3.) Marcell Dareus, Alabama – To me, the top three tackles in the draft are all so class this list could be ordered several different ways. Marcell Dareus is first on many people’s lists but it’s not as if he doesn’t come with a few concerns as well. First of all, Dareus has inappropriate contact with an agent as well. Unlike Austin, Dareus only missed the first two games of 2010 but the me-first perception people have of Austin could certainly be true of Dareus as well. Dareus is also an under-classman and still needs a little more time to develop to get close to his potential. That potential is staggering though. Dareus looks to translate a little better to 3-4 Nose Tackle. He could put on a little more weight and his lower-body strength and ability to anchor and hold the point of attack would be ideal for teams running out of the 3-4. His pass-rushing ability will develop (if coached properly) but he’s never going to be exceptional there.

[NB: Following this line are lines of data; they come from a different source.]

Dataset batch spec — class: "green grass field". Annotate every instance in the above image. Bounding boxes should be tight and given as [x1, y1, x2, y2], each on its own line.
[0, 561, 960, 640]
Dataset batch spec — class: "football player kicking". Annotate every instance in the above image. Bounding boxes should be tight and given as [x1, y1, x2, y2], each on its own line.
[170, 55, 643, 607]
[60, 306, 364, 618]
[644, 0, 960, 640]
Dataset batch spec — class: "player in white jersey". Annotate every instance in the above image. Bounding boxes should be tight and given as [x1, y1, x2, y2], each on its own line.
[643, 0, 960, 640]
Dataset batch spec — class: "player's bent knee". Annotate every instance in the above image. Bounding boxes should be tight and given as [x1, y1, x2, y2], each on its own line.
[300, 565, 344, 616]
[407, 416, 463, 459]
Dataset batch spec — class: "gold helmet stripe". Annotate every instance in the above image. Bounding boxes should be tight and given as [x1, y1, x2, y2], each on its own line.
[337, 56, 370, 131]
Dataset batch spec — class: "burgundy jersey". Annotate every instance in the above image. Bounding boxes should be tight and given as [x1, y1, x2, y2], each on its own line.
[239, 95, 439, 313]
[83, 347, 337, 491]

4.) Corey Liuget, Illinois - Liuget is the type of kid you want in the locker-room. Hailing from Miami, Corey picked Illinois over southern schools to play for coach Ron Zook. After two years he wanted to transfer due to home sickness, his mother told him he wouldn’t be welcome home if he transferred. So he grew up. He owned it and became a leader in the locker-room and the meeting rooms. That’s the type of response to adversity that you want out of a prospect. On the field Liuget is solid, he doesn’t possess elite footwork but has the quickness and strength to require a double-team from most defenses. Has a low center of gravity that he uses to his advantage. He does tend to wear down if he’s played a lot at the end of the game, but NFL strength coaches will have something to say about that and this kid has the work ethic to improve it.

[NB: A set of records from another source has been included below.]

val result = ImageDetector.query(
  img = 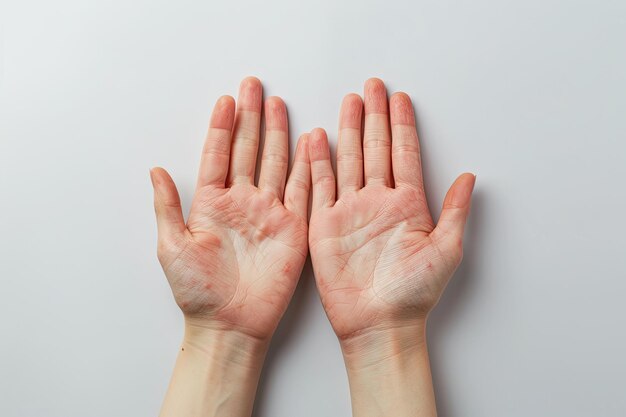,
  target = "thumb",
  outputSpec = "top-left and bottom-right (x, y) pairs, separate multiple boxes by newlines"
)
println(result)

5.) Muhammed Wilkerson, Temple - Wilkerson is a monster at 6’5 300 lbs. At just 21, he is still somewhat green and will require some coaching but the athleticism he possesses is extremely impressive. Was named the Temple Defensive MVP last season and graduated high school at Hargrave Military Academy. At this point Wilkerson is more finesse than strength, he struggles to drive back interior linemen, but that will improve as he gets in an NFL weight program and adds strength to his impressive frame. It remains to be seen whether he would project well into a 3-4, has the size but but is long-limbed and may not have the ideal strength for the nose tackle position.
Best of the Rest:
6.) Phil Taylor, Baylor - Started at Penn State but transfered to Baylor. Has a few marks against his character but is a talented prospect with plenty of potential.
7.) Stephen Paea, Oregon State - Possibly the strongest player in the draft, squats 600, benches 500 and put up the 225 bar at the combine 49 times. Lacks lateral quickness though, is basically a bull-rusher every play.
8.) Kenrick Ellis, Hampton - Projects beautifully as a nose tackle, at 6’5 340 has ideal size to anchor the middle of a 3-4. Anchors well, can fight off a double team and has surprisingly quick first step. Can play as a pass-rusher in addition to being nasty against the run. Question about competition (FCS) but is a major sleeper.
9.) Drake Nevis, LSU - Probably needs to add a little bit more size at the next level but still factors as a late second or early third round pick.
10.) Jarvis Jenkins, Clemson - Big, durable tackle out of Clemson. Played in 48 games over his four years, starting 37. Not flashy, but solid.